A fertile new ground for “cults” and/or “cult like” groups seems to be business training through seminars, courses and/or workshops.

What could be more profitable than marketing a group’s beliefs and spiritual solutions, with the spin that they somehow have a profitable business application?

An apparent example popped up in a Phoenix newspaper this week in the form of a “workshop” called “The Invincible Salesperson,” offered by a controversial organization named 3HO led by Yogi Bhajan.

3HO didn’t clearly identify itself within the business blurb.

The “Darshan Khalsa workshop” includes “six private consultations” for only $345, according to The Phoenix Republic calendar.

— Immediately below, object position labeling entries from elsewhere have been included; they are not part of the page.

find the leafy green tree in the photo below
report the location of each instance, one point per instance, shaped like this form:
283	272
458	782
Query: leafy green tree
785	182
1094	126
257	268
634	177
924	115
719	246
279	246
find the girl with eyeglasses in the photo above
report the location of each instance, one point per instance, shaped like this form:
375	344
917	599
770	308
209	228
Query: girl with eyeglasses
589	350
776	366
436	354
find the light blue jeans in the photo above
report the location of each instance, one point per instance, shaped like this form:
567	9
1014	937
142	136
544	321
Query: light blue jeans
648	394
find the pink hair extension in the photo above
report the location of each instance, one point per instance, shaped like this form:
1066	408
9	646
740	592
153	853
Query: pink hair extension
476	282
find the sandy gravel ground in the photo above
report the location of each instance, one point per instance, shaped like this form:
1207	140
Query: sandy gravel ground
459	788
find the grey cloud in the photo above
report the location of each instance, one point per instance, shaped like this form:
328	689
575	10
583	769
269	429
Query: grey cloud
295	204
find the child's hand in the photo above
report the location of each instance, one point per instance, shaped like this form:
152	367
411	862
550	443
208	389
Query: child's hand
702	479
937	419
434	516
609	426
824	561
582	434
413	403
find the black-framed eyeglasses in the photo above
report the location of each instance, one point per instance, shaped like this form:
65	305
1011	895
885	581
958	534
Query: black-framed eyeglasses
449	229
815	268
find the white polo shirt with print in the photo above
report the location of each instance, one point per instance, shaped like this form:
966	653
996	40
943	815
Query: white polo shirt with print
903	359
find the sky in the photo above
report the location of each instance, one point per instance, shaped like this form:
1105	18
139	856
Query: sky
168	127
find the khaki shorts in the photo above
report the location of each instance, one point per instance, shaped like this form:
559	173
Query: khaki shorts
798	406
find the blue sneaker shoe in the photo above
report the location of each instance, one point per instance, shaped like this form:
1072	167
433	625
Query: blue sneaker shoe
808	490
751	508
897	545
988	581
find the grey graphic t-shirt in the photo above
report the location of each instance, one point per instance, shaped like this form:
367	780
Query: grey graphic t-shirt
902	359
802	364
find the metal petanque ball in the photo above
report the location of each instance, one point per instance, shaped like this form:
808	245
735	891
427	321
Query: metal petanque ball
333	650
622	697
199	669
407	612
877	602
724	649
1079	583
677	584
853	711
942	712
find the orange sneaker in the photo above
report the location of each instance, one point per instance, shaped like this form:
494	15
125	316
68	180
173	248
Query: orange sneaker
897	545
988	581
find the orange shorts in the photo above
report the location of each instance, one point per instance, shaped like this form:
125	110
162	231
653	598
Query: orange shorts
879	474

However, 3HO and its guru are more readily known for yoga, meditation and wearing white. And their past pupils have been busted by the FTC for fraud, not to mention the criminal enterprise of drug running.

Never mind.

It seems that some groups called “cults” feel marketing their beliefs as a business course is good for their “bottom line.”

A similar spin has been used by Scientology, though a closely related enterprise called Sterling Management, which essentially touts its founder L. Ron Hubbard’s teachings as a “technology” with applications for business.

But all these courses and seminars ultimately appear to lead participants to the same conclusion.

That is, the sponsoring group’s religious beliefs and practices are a means to improve business.

What’s wrong with that?

Well, this isn’t exactly “business” training, but more like proselytizing and religious indoctrination accomplished through the facade of business training.

However, salvation to a for a business and/or a professional isn’t really based upon subjective beliefs, but rather the objective reality of making money.